Preacher’s Parable.

Preacher’s Parable.

By John Egerton

Vol. 9, No. 3, 1987, p. 23

Forty Acres and A Goat. By Will D. Campbell. (Atlanta: Peachtree Publishers, Ltd., 1986. 336 pp. $14.95.)

An unusual combination of life experiences has shaped Will Campbell’s career as a preacher, farmer, social activist, and writer.

He was born and raised in a hardscrabble farm family in south Mississippi during the lean years between the two world wars. He was ordained in a country Baptist church when he was 17 years old. He was a medic in the Pacific in World War II. He graduated from Wake Forest University and the divinity school of Yale University. For six years in the 1950s, he was a race relations troubleshooter in the South for the National Council of Churches. And for the past 25 years, he has headed a Nashville-based “rag-tag bunch of bootleg preachers and drop-out parishioners” known as the Committee of Southern Churchmen.

Nine years ago, in a book called Brother to a Dragonfly, Campbell told the story of two boys become men–he and his brother Joe–in those years of poverty and turmoil that marked the South in the middle decades of this century. It was a remarkable book, lavishly praised by such literary giants as Walker Percy and Robert Penn Warren, and it was a finalist in the National Book Awards competition and a winner of several other non-fiction honors.

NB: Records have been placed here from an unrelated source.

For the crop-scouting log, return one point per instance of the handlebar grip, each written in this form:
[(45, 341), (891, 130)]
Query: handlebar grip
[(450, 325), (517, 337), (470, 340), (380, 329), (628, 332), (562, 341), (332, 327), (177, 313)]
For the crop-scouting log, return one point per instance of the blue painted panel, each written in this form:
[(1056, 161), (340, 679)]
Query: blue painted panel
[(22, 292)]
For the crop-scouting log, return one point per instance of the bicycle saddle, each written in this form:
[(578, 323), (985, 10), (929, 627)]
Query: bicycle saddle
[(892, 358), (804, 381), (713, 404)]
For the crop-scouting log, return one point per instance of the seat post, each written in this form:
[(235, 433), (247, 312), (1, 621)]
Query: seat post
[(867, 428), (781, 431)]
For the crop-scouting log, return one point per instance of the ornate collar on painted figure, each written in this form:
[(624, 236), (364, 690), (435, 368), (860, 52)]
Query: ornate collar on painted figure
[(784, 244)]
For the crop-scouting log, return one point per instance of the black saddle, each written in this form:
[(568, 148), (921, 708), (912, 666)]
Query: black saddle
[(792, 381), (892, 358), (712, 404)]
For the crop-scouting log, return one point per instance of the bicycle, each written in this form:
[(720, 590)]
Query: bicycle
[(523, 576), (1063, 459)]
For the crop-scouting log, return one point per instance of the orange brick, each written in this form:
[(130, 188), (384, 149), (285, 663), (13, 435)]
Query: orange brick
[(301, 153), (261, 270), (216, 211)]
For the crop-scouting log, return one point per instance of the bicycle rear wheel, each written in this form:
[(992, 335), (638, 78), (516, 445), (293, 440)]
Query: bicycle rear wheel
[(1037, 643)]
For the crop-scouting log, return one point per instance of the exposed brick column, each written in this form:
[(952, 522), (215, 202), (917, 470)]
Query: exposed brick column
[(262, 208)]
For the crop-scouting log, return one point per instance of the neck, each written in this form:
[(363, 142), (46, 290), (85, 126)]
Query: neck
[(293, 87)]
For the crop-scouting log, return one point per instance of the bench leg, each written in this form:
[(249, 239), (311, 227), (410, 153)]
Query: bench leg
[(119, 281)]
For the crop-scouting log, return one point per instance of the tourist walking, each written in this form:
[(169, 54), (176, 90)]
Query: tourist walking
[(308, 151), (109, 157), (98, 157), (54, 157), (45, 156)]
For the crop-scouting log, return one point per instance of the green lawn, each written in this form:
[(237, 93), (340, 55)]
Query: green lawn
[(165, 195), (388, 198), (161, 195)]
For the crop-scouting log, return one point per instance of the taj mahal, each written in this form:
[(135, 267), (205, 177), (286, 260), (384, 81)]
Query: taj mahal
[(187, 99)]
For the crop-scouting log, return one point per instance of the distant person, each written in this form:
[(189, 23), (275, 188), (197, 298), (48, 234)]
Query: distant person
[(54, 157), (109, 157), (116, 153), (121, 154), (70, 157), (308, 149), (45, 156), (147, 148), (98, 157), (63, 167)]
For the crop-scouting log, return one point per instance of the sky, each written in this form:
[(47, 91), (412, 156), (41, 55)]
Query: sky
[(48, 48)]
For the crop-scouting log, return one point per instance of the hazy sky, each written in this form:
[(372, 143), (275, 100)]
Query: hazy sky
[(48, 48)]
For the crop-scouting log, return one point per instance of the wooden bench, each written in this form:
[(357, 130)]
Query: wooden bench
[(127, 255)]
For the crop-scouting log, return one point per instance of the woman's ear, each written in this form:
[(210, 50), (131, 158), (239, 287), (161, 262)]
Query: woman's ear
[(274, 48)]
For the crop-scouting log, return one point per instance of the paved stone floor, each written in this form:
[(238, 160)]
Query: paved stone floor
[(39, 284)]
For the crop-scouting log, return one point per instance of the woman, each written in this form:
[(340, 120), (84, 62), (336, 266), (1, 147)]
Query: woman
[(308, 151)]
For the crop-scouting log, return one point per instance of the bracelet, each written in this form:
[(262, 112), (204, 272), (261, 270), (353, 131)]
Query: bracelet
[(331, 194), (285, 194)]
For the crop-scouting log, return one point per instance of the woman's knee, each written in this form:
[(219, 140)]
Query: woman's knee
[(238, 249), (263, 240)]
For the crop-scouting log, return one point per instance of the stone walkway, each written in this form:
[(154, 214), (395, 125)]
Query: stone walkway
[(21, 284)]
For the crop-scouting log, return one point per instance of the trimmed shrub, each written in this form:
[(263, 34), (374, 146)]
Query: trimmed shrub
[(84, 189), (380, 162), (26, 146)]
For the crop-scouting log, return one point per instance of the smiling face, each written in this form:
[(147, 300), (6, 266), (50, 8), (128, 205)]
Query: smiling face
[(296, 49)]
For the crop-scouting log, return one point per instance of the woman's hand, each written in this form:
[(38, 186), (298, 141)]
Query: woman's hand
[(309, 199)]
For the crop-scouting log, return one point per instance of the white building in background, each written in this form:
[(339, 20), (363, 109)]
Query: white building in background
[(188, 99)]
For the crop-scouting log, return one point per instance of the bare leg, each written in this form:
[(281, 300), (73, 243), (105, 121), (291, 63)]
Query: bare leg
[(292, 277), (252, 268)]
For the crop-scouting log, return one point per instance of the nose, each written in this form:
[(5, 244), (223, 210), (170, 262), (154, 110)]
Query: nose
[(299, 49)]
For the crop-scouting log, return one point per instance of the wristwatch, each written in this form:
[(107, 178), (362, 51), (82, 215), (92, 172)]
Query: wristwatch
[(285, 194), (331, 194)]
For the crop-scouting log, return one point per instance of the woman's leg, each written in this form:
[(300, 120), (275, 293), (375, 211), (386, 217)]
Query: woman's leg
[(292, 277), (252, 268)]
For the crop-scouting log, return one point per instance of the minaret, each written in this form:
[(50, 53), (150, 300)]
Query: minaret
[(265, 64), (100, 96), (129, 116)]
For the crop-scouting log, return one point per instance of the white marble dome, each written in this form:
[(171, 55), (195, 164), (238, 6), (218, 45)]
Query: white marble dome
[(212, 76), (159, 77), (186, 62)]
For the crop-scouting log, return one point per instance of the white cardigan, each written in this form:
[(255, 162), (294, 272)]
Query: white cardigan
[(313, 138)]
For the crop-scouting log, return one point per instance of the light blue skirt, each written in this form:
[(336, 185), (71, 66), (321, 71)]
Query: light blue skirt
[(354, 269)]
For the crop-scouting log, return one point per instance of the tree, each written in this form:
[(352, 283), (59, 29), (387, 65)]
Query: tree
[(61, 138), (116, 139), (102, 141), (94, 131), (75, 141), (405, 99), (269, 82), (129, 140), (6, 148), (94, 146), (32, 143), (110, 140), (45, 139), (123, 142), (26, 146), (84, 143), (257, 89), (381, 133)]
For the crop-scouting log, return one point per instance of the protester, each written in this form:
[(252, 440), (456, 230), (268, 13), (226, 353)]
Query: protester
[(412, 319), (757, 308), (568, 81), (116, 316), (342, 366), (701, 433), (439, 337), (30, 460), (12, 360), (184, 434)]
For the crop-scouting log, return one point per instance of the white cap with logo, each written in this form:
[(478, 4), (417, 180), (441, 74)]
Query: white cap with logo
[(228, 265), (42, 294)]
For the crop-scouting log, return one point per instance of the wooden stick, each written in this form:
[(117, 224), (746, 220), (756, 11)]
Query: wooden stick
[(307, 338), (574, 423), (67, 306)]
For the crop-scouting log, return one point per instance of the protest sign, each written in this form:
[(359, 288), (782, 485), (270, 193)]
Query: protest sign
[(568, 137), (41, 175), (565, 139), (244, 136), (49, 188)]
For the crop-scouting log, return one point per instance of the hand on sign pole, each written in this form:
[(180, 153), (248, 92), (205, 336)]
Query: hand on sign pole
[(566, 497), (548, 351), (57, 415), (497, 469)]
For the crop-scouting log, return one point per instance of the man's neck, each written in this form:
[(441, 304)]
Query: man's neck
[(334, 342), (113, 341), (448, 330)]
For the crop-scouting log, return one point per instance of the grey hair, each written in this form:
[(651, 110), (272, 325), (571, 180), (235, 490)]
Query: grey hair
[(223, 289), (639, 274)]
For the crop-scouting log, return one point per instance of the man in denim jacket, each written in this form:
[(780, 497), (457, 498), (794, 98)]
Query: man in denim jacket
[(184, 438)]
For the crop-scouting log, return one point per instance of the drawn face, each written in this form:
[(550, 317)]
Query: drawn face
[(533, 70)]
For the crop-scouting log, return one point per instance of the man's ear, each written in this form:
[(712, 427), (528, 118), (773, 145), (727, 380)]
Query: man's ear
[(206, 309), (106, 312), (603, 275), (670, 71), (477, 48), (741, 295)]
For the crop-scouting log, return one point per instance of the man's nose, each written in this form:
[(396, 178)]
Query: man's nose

Before and after Brother to a Dragonfly, Campbell wrote a half-dozen other volumes on religion, race, and the human tragedy, including a novel, The Glad River, that linked 16th-century Anabaptists in the Netherlands and 20th-century Southern Baptists in Louisiana.

He is an unconventional man, an uncommon preacher and writer with a common touch that is incisive, inclusive, and often eloquent. His new book, Forty Acres and a Goat, is more in the style of Brother to a Dragonfly than his other works, and it is, like the man himself, hard to classify. His publisher calls it a memoir, but it is more nearly a parable or an allegory. Its characters include historical figures, ordinary people, multiple souls in singular bodies, animals that behave like humans (and vice versa), and several members of the Campbell clan.

The forty acres in question make up a rocky patch of hillsides and creeksides where Will and Brenda Campbell have lived for more than twenty years. The goat was a family pet named–like so many people and things in middle Tennessee–for Andrew Jackson, who once lived in the neighborhood. The story, in its most basic dimension, is about the little farm and its menagerie of animals and the people who have come and gone there.

But there is much more to it than that. It is about land and time, ancestry and kinship, civil rights and human wrongs, manifest destiny and original sin. The two protagonists, Will Campbell and a more symbolic but no less real character named T. J. Eaves, grapple throughout with the crucible of race, a white man and a black man striving to understand the single most complex and enduring test ever to face this country of immigrants and captives.

“Say good-bye to Jackson,” Eaves tells Campbell as the two men part company near the end of the story, and when his friend and brother is out of sight, Campbell hears his own voice saying, “Well, we almost made it.”

In real life–and in good books–things are never quite finished, never wrapped up in pretty little bundles that won’t come undone. So it is in Will Campbell’s parable. And so it is with Campbell himself, and with the people about whom he writes so compellingly, and with us all.

John Egerton’s most recent book is Southern Food. He lives and works in Nashville.